Deutsche Gerichte verneinten Verantwortlichkeit des TÜV

Die Instanzgerichte und schließlich auch der BGH lehnten eine Verantwortlichkeit des TÜV Rheinland ab. Der TÜV selbst sei von der französischen Firma getäuscht worden. Der TÜV habe die von „PIP“ vorgelegten Unterlagen sorgfältig geprüft und keine Beanstandungen gehabt. Das Unternehmen selbst habe dann bei der Produktion der Implantate anderes Material als das in den Prüfunterlagen angegebene verwendet. Dies hätte der TÜV Rheinland nur durch unangemeldete Kontrollen des Herstellungsprozesses feststellen können.

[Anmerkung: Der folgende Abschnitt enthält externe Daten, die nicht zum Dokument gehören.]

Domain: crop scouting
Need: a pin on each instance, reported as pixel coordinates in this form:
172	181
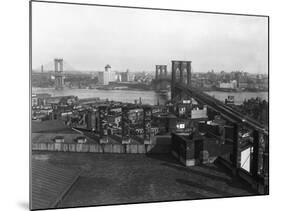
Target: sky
89	37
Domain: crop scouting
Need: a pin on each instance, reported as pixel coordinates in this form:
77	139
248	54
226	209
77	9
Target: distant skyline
89	37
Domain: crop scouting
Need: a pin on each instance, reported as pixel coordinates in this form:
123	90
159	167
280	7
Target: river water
147	97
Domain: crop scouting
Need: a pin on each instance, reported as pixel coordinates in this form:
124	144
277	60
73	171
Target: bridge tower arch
161	77
59	80
181	74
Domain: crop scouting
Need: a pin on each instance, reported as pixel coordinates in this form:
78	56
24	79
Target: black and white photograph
134	105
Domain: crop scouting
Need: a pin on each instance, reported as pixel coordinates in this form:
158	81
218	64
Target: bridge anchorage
256	136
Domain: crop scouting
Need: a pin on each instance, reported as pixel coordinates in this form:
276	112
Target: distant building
106	76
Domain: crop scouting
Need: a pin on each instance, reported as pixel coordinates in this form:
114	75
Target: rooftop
132	178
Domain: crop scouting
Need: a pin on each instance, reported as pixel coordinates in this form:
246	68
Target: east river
147	97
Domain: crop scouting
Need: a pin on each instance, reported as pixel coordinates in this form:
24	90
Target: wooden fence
103	148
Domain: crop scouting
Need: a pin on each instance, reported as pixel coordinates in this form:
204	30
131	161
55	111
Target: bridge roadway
226	111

Zu solchen Kontrollen war der TÜV nach übereinstimmender Auffassung der deutschen Gerichte allerdings nicht verpflichtet (OLG Karlsruhe, Urteil v. 27.6.2018, 7 U 96/17; BGH, Urteil v. 20.6.2017, VII ZR 36/14).

Pariser Berufungsgericht bewertet Verhalten des TÜV als fahrlässig

Nun hat das Pariser Berufungsgericht anders entschieden, der TÜV Rheinland habe fahrlässig gehandelt. Über die Höhe der Schadensersatzansprüche der Frauen hat das Gericht noch nicht entschieden. Dies soll bis September diesen Jahres geschehen. Nach Angaben des Opferverbandes „PIPA“ machen die Klägerinnen jeweils mehrere 10.000 Euro Schadensersatzforderungen geltend. In einem ähnlichen Verfahren hatte das Berufungsgericht Aix-en-Provence den TÜV zur Zahlung in Höhe von je 3.000 Euro an die dort rund 20.000 Klägerinnen verurteilt.

Ca. 17.000 Frauen vom Pariser Urteil betroffen

Das Pariser Urteil betrifft unmittelbar 17.000 Frauen. Das Pariser Gericht hat allerdings nicht allen Klagen stattgegeben. Abgewiesen wurden die Klagen der Frauen, bei denen die Implantationen bereits vor September 2006 vorgenommen haben. Einige der betroffenen Frauen konnten auch nicht nachweisen, dass es sich bei ihren Implantaten um solche des französischen Herstellers „PIP“ gehandelt hat.

Der TÜV Rheinland selbst hat sich noch nicht positioniert

Die Prozessvertreterin des TÜV Rheinland, die Anwältin Christelle Coslin erklärte, das Urteil widerspreche der Entscheidung des EuGH vom Februar 2017. Der EuGH habe klargestellt, der TÜV sei nicht verpflichtet und möglicherweise nicht einmal berechtigt, unangekündigte Inspektionen bei den von ihm geprüften Unternehmen durchzuführen. Der TÜV selbst hat sich noch nicht geäußert. Ob der TÜV Rheinland nun möglicherweise seinerseits den EuGH anruft, bleibt abzuwarten.

Französische Rechtsprechung nicht einheitlich

Der Opferverband „PIPA“ hält eine weitere Sammelklage auch nicht französischer Frauen noch für möglich, weist allerdings darauf hin, dass im Hinblick auf eine drohende Verjährung von Ansprüchen nicht mehr viel Zeit bleibe. Auch in Frankreich ist der Ausgang einer solchen Klage aber keinesfalls sicher. Anfang dieses Jahres hat das Berufungsgericht Versailles die Schadensersatzklagen mehrerer Tausend betroffener Frauen wegen mangelnder Verantwortlichkeit des TÜV Rheinland abgewiesen.